Abstract

Pro-opiomelanocortin (POMC) is a hormone precursor produced mainly in the hypothalamus and pituitary gland. In the pituitary, post-translational processing of POMC generates secretory peptide hormones – principally, the adrenocorticotrophic hormone. Previous studies showed that administration of monosodium glutamate (MSG) to neonatal rat induces several neuroendocrine, metabolic and behavioral abnormalities. The objective of this work was to evaluate the expression of POMC mRNA in the rat pituitary and AtT-20 tumor cells following MSG administration. It was found that POMC mRNA expression in the pituitary gland of MSG-treated rats increased dramatically to 50%, while expression in pituitary AtT-20 tumor cells was inhibited. The POMC mRNA expression in the treated groups was reduced by more than 50% at every concentration of MSG used, ranging from 25 μM to 1,600 μM. POMC derived peptide, gamma 1-MSH, was also reduced, corresponding to mRNA expression level. This result has demonstrated that MSG has different effects on POMC gene expression between pituitary gland and pituitary tumor cells.
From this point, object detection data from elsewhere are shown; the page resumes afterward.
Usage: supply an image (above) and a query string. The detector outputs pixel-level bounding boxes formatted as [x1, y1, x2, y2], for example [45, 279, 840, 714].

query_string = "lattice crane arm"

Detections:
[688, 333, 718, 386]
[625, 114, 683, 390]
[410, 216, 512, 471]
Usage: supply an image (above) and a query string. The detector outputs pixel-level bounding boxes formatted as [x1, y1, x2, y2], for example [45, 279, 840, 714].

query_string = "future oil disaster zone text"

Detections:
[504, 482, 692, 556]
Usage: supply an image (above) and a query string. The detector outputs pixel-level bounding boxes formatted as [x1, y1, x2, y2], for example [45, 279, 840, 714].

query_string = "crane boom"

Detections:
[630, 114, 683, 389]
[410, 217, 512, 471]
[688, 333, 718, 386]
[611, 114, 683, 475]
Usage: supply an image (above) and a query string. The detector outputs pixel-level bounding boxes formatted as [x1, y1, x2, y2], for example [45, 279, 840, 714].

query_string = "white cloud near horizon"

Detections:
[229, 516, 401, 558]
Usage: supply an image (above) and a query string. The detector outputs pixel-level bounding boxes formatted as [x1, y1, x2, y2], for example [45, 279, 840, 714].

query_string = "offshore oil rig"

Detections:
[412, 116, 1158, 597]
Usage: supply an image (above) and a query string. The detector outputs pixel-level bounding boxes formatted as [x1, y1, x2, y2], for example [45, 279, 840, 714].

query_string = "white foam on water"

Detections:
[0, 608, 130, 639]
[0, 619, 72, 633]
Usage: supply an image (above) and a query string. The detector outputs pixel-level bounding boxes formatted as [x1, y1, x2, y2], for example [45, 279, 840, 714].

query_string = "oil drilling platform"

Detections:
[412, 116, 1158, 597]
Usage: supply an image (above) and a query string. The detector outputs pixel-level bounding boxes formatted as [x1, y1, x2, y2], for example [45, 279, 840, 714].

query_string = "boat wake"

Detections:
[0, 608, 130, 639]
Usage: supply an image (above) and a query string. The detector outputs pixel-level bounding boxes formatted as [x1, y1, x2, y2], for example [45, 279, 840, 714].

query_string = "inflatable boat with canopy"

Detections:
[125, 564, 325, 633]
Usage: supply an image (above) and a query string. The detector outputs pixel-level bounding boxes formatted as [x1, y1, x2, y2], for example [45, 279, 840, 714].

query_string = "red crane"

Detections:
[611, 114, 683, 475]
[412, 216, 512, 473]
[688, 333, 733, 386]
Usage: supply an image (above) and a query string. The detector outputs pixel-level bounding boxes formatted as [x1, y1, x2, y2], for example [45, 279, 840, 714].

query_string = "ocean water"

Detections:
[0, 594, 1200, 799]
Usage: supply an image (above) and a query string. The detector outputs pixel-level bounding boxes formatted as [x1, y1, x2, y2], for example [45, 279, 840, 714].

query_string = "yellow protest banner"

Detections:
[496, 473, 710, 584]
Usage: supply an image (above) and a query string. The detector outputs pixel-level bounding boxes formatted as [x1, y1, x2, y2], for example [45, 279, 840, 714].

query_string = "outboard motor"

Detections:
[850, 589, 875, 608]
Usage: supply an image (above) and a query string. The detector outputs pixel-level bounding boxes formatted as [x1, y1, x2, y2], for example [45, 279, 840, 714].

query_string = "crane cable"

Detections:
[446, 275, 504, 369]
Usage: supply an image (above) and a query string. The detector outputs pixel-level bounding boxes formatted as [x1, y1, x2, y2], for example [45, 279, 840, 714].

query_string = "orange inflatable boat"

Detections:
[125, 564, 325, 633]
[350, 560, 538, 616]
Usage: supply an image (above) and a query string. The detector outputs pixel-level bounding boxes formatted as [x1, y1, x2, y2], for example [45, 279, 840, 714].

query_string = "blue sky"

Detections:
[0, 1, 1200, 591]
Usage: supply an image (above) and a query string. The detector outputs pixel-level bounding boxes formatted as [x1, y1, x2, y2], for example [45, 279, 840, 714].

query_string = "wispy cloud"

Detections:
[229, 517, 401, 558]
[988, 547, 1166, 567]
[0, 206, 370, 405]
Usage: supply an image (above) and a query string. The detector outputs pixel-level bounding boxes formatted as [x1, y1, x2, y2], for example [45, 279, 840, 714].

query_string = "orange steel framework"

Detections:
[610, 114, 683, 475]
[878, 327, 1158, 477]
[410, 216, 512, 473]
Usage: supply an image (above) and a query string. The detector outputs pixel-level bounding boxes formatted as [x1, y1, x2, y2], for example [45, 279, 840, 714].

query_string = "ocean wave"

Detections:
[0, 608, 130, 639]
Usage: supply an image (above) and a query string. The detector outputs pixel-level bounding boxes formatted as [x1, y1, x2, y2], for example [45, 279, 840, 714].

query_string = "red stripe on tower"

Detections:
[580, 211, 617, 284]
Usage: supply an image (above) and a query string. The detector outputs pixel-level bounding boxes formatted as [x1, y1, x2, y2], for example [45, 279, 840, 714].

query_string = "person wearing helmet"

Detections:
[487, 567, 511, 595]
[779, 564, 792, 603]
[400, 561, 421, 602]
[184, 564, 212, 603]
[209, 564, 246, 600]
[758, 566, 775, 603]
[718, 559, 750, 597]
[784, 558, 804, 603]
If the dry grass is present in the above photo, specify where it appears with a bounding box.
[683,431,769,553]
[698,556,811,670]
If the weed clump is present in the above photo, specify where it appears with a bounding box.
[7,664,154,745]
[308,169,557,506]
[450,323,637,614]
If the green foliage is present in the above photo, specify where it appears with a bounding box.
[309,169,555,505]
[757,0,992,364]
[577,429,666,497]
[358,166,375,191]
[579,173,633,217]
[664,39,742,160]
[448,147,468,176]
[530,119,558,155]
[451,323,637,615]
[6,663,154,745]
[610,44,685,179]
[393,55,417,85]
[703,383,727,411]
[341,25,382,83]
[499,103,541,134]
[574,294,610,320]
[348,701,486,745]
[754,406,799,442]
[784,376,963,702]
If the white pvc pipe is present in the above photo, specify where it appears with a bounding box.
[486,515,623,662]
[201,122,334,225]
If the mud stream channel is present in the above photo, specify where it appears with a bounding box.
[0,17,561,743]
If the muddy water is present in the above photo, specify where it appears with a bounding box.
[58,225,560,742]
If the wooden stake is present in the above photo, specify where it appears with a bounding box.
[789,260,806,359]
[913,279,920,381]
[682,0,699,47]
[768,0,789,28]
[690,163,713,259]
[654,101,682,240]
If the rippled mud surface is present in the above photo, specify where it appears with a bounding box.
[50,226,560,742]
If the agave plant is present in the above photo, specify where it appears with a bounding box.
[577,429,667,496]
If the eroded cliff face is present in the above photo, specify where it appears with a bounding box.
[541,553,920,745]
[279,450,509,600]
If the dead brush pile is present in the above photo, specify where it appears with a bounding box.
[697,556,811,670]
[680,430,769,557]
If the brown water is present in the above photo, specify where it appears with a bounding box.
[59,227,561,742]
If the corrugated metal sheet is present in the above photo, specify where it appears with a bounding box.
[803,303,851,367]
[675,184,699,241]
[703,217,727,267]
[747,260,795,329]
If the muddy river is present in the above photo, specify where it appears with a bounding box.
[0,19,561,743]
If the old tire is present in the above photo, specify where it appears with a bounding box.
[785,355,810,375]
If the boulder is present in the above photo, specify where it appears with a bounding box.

This suggests that MSG has a neuronal excitatory effect on pituitary functions that enhances POMC gene expression by increasing the stress input through the central nervous system in response to high doses of MSG treatment. In contrast, in vitro, MSG decreased POMC gene expression in pituitary tumor cells; this may be a result of an excitatory toxic effect of MSG on those cells.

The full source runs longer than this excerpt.